5 Responses to “Must Learn Concepts for Entrepreneurs from Business Books”

  1. Bob Houghton on July 24th, 2008 11:16 am

    Those books appear great for those already engaged, I’m I right on that? What do like for those that have yet to commit to an entrepreneurship event? Nearly all that I work with don’t know enough about it to understand the concept or how to proceed to step one.

  2. Bob Houghton on July 24th, 2008 11:23 am

    I think of information as stacked like a pyramid by degrees of stored intelligence, the top level being brains, then book shelves, then the Net’s hard drives. When needing to work most efficiently under pressure, a top down strategy works best, and if the brains available are good enough, there can be little need to seek the depths of the other layers of information in getting things underway. Eventually though, complexity grows and all layers grow in value.

  3. aaron on July 27th, 2008 6:47 pm

    For a first time entrepreneur I would recommend a book you actually gave to me years ago, my first business book and the first text I ever read that mentioned the concept of entrepreneurship: “The eMyth” (now with the extended title “The eMyth Revisted” for the second edition).

    As a disclaimer, I’ve actually never read the entire book, I have read the first half of the book where Michael Gerber talks about the challenges of a first time entrepreneur but I’ve never read the second half about the solutions. This is no fault of Gerber or his book but has more to do with the length of flights I was taking around the time I started to dive in.

    From what I have now read three times in the first half of the book and what I know about the second half of the book from many discussions about the it with other entrepreneurs I do believe that he’s right on. In my own businesses I’ve experienced many of the challenges he describes and the solutions he outlines regarding process and measurement and standards are absolutely critical to starting and growing a business from an idea into an operation.

    Although, this book is more applicable to businesses that plan to hire skilled employees sooner rather than later. A web app company that might run with their founder team only for a long time wouldn’t necessarily need the wisdoms of this book as much until they got to an expansion stage and began hiring a team underneath them.

    For companies that will spend most of their time in the early days dealing with how and when to bring a new product to market and how to tailor it to a receptive audience (especially a disruptive technology that will require people to change the way they currently do things in order to use it) I still strongly recommend “Crossing the Chasm.” I have read this book in its entirety and other than being a bit too in-depth and long winded at times it has a great point that’s important to understand.

    This book does get a bit intellectual in parts but the ideas are relevant to crafting ideas into products and services for which real addressable markets exist now. Doing this right will probably mean more revenue sooner and a greater chance at nailing a widespread expansion further down the road.

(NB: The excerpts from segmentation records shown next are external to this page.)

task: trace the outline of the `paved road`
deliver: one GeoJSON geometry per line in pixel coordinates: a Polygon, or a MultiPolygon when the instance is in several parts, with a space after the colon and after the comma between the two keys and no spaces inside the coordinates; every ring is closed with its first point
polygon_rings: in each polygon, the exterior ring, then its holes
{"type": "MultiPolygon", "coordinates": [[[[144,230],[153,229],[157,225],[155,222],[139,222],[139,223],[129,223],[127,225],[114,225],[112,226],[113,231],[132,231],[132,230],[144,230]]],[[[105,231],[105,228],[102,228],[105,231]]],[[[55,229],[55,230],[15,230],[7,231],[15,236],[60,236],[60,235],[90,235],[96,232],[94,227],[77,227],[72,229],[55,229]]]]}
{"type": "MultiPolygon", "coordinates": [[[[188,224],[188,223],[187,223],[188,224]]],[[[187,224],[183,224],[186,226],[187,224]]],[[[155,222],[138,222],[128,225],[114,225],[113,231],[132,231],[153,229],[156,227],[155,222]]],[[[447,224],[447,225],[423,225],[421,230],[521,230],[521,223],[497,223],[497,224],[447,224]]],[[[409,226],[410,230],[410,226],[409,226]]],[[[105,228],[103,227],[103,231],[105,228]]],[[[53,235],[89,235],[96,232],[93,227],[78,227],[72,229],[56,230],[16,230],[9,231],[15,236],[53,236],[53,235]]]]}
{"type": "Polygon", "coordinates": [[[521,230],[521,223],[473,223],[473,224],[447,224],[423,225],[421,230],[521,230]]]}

  4. Bob Houghton on July 27th, 2008 9:12 pm

    Michael Gerber did his last update to eMyth Revisited, 3rd edition in 1994. In gathering that little factoid from Amazon.com I see that he has a new one out in hard cover as of last month, June 2008, , Awakening the Entrepreneur Within: How Ordinary People Can Create Extraordinary Companies. First two posted reviews clobbered it. Great title, but apparently doesn’t deliver. Looks like the market is still open for someone during some current thinking on this topic.

  5. Bob Houghton on July 27th, 2008 9:20 pm

    Looks like you can summarize the read of his latest book at his blog site in a few paragraphs.
    http://awakeningtheentrepreneur.com/blog/

    Gets back to your comment about the inflated nature of promoting a “good idea”. There is a very skinny little volume on writing called Elements of Style, an author who understood the thinking about saying what needs to be said and no more.